A similar example to what we want would be an address parser. Imagine that the training data looks like:

123, house_number
E., direction_short
Main, street_name
Av., avenue
17123, house_number
W. direction_short
West, direction_long
Ct., court
10th, street_name
etc, etc

And then we pass it “87 W. Central St.”, then the word tagger would tell us 87 is house_number, W. is direction_short, etc.

I tried using the Bert Classifier and the NLClassifier with my own model but when I get the classifier results back it is analyzing the entire “87 W. Central St.” and telling me the score for each possible label, at least I think that is what is doing.

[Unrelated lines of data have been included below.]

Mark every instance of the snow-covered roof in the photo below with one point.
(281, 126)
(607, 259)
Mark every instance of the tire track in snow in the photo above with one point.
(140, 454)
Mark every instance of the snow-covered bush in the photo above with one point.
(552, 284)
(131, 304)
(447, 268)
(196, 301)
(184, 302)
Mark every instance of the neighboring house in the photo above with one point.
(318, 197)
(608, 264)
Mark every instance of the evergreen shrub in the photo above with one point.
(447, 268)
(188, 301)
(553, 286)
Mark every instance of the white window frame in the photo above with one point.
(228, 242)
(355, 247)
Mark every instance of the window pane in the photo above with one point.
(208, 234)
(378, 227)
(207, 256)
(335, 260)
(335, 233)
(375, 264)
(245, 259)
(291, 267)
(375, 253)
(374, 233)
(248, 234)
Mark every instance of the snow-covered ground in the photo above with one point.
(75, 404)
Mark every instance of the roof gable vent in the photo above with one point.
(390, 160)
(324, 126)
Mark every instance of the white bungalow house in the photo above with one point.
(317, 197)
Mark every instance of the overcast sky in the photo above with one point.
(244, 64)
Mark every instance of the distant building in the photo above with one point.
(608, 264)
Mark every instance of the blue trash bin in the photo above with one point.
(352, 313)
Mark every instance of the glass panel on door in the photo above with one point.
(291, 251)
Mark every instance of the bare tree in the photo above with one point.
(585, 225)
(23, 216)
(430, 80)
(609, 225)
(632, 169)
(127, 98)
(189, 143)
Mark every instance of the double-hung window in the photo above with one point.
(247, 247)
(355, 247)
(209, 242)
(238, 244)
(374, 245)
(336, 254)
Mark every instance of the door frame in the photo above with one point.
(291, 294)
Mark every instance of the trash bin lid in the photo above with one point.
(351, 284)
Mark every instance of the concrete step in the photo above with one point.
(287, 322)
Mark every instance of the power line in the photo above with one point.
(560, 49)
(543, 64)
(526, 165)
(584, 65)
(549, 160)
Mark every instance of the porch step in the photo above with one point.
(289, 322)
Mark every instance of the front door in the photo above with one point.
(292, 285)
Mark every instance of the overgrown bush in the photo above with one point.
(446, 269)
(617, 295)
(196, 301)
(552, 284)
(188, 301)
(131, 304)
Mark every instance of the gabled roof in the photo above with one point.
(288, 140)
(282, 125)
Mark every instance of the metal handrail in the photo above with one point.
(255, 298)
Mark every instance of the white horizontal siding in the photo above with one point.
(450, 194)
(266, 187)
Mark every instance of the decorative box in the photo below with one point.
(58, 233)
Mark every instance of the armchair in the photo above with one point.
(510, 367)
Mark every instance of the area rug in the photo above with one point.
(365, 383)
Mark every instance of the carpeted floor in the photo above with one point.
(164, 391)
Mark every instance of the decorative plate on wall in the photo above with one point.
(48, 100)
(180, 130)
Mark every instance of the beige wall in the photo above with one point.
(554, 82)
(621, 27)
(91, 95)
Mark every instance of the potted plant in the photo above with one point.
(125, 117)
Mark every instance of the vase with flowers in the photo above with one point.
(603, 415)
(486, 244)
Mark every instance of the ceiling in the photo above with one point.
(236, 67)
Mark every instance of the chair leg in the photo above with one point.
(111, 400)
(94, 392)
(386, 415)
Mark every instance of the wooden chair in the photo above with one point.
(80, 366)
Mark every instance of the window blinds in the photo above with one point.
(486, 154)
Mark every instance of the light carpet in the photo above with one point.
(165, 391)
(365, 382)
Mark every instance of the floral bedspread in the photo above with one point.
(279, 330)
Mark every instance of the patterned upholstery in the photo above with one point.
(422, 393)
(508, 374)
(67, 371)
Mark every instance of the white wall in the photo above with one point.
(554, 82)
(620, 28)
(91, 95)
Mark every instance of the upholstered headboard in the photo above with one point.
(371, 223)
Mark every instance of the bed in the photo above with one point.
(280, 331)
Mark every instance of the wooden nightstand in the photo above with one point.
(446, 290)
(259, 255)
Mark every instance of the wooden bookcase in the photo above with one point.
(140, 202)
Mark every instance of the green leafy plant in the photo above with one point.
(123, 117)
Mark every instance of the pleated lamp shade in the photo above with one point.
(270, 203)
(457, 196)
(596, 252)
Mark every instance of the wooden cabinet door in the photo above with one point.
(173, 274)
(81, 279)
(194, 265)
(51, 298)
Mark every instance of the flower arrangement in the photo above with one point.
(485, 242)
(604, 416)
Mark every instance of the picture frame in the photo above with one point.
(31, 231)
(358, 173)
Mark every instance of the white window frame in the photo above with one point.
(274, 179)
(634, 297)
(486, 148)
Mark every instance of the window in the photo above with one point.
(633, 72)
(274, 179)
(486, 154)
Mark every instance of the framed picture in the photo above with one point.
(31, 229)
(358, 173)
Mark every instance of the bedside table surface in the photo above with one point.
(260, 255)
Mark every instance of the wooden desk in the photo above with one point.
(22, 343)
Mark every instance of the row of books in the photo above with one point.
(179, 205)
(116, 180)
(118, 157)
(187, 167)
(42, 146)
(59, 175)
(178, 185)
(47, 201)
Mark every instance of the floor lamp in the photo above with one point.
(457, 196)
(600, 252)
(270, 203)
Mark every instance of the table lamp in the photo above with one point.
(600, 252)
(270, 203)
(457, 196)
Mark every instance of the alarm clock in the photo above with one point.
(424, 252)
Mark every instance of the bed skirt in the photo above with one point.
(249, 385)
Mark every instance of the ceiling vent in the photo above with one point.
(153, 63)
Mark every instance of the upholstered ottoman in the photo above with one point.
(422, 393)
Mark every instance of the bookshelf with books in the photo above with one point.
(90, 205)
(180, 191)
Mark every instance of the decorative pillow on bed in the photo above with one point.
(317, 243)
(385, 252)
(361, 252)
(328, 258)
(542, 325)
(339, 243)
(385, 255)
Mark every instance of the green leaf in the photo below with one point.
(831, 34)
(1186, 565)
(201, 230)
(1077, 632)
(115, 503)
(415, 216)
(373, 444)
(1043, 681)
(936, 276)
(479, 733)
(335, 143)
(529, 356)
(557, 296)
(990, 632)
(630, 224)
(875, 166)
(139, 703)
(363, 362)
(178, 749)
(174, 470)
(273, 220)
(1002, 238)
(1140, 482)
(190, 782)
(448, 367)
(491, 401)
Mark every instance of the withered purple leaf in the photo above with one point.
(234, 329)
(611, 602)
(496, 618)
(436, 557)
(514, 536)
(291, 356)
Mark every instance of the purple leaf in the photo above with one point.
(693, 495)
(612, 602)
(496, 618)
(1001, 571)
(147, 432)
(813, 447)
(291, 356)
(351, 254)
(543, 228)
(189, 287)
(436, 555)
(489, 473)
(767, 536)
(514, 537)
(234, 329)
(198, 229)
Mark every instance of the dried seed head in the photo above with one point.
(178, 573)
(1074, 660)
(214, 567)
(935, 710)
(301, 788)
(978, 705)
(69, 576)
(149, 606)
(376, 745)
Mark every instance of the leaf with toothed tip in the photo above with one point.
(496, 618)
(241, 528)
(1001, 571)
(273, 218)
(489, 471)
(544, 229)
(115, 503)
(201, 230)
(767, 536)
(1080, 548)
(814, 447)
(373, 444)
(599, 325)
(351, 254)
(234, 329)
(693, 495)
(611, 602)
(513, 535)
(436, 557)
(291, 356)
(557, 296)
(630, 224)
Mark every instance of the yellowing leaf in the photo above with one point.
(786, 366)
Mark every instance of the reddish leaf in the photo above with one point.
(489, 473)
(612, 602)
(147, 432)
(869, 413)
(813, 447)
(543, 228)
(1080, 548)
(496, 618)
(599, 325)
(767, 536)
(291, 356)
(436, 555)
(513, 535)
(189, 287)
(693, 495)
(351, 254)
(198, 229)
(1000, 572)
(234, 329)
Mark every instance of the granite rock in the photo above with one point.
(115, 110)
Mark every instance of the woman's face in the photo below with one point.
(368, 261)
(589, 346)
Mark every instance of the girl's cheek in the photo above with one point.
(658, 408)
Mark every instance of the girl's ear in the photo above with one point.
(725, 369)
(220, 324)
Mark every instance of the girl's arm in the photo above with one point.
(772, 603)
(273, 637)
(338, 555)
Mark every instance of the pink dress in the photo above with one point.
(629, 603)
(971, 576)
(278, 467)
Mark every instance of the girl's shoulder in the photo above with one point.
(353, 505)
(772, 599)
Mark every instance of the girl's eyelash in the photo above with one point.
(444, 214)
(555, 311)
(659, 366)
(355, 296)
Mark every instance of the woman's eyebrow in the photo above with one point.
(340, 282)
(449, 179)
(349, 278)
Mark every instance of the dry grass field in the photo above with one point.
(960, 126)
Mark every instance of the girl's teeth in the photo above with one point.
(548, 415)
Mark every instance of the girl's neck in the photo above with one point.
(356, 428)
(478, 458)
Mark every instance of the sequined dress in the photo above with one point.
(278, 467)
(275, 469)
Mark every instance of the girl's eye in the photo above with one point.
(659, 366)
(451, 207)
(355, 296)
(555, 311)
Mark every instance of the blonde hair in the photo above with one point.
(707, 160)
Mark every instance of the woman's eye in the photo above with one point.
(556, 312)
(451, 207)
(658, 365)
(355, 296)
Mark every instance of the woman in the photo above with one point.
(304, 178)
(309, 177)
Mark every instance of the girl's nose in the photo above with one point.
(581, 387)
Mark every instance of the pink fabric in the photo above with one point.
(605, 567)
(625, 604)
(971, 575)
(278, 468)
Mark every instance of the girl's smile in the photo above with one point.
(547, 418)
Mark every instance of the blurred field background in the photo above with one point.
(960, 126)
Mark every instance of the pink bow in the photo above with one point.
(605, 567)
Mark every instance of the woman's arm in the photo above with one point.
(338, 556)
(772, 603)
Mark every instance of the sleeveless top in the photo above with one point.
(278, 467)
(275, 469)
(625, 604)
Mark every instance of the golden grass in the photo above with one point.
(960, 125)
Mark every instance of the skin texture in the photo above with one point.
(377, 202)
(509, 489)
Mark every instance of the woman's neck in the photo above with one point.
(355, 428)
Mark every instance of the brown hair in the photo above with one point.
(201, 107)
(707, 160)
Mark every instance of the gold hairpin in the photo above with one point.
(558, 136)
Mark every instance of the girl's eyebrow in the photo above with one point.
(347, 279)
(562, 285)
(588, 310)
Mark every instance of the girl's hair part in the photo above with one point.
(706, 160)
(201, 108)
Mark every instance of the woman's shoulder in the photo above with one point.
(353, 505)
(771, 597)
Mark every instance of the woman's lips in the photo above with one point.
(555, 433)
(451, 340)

I need a model that will tell me the category (label) of each word in my sentence. Is there such a thing for Android?

Hope that makes sense.

Thanks.

1 Like

If you are looking for something canned like Apple WTM you can take a look at MLKIT:

1 Like

This looks super close to what I need but my data is pretty custom data. Normal words but I need to categorize them in a way specific to my app. Is there something like this but that can be trained with my own data and categories?

Thanks.

1 Like

If you want something near production ready with your custom data you can try to explore:

https://github.com/legacyai/tf-transformers/blob/main/src/tf_transformers/notebooks/tutorials/ner_albert.ipynb

1 Like

The good thing about training a tagger model based on ALBERT is it will likely be supported in TFLite. TensorFlow Hub also provides MobileBERT checkpoints, another model supported in TFLite.

Tagging @lgusm for more details.

1 Like

I have been working on launching MobileBERT on Android, but haven’t succeeded yet. The issue is input tensors should be in INT32 format (at least ML binding and description from TF Hub tells me this), but TensorBuffer under the hood supports only UINT8 and FLOAT32. What was a point behind preparing MobileBERT, but leave input/output tensor formats are not supported on a mobile device?